Thursday, February 17, 2005

Ummm

I feel really kind of .... at the moment, in that I don't know how to put it (not that it is a swear word!). I have a headache, but that isn't it. I still haven't finished the other house, but that isn't it (that isn't really true, of course, but I am feeling tragically fatalistic: How I feel is beyond the hopelessness of that place). It isn't the book, although it may be the complete and total absence of the book! It isn't the church, because that is keeping me right busy. It may well be study, which seems like a great and heavy weight at the moment (although I still find it very very interesting!).

I don't know. I am feeling bashfully embarrassed at the progress of this blog - as well as anything else in my life - but I also feel fatalistically realistic about it: I have just been too wrecked. My journal is no better off, and has much the same excuses. Oh, dear Lord, I don't know, I'm just worn thin and empty.

How many times have I typed/written/thought that? I so look forward to getting out of this slump, but I am still in it. I am worn out, but I am not out of it. I am struggling, and there is more coming. Soon I start EDU110, HST330, LCS31, LTR110, and VIS28, plus on campus studies starting up with LIT11, NOV21, NON11 and POE11. And at the moment, I don't feel like I'll ever be rid of HST310 and POI22!

I just want a break, and then be into what I am looking forward to and free of what I want to leave behind (don't we all!) But that is not how it is - don't I know it - and I've got to do what I've got to do, and I have to live for how it is, rather than how I wish, and this knowledge does not help me at all.

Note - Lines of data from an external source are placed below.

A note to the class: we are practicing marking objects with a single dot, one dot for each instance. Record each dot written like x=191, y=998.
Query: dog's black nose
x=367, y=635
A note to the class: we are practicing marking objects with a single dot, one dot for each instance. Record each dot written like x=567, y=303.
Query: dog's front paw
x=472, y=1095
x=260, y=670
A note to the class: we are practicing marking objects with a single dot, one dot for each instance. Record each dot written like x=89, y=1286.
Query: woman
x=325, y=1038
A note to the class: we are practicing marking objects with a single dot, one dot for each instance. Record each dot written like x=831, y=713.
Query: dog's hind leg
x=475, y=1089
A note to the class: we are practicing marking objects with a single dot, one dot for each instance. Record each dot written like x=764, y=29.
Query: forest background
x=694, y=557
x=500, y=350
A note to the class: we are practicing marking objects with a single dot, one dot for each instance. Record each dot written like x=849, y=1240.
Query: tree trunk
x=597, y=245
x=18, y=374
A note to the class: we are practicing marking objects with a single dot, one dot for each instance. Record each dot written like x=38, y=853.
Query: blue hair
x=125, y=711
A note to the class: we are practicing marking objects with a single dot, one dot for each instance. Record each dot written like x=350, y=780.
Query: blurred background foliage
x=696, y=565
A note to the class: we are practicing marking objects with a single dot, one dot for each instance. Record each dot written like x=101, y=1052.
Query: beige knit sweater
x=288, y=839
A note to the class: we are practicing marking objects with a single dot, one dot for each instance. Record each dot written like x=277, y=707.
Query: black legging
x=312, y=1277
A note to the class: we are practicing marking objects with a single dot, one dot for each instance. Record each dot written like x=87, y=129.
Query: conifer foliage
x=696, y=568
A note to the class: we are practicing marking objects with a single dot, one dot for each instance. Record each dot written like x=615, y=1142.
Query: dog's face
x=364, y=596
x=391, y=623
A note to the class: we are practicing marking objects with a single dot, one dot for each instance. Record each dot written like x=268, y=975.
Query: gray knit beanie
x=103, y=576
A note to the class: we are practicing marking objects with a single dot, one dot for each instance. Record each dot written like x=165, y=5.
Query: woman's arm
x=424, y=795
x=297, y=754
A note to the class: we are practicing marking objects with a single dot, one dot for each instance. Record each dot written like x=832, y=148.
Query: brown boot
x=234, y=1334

Hopefully, soon, my posts will be different.

Thursday, February 03, 2005

The haze

I have just read The Name of the Rose by Umberto Eco in my in between times, and on the sixth day the abbey is enshrouded with fog, which obscures people, buildings, everything. This is perhaps a good analogy for how I feel, in that everything is a haze, obscured by tiredness. I am totally wrecked, and I mean totally. I am not sleeping well, I am working at the other house every day, I am worn out. Indeed, the only night recently I slept particularly well at all was the ohter night when I sat up late reading, and even then I still didn't have a long enough sleep. And I wake up every morning with a sore back as well.

I am worn out.

I have had to defer two units this SP; CMM26 and VIS 28. This is because I just couldn't keep up. I would have deferred the other two - HST310 and POI22 - but for various reasons I can't. And so I have had to take the day off from the other house to catch up on them, because I am too far behind.

I am worn out.

V. is just a haze. Music is just a haze. Everything is just a haze, and I just want to sleep.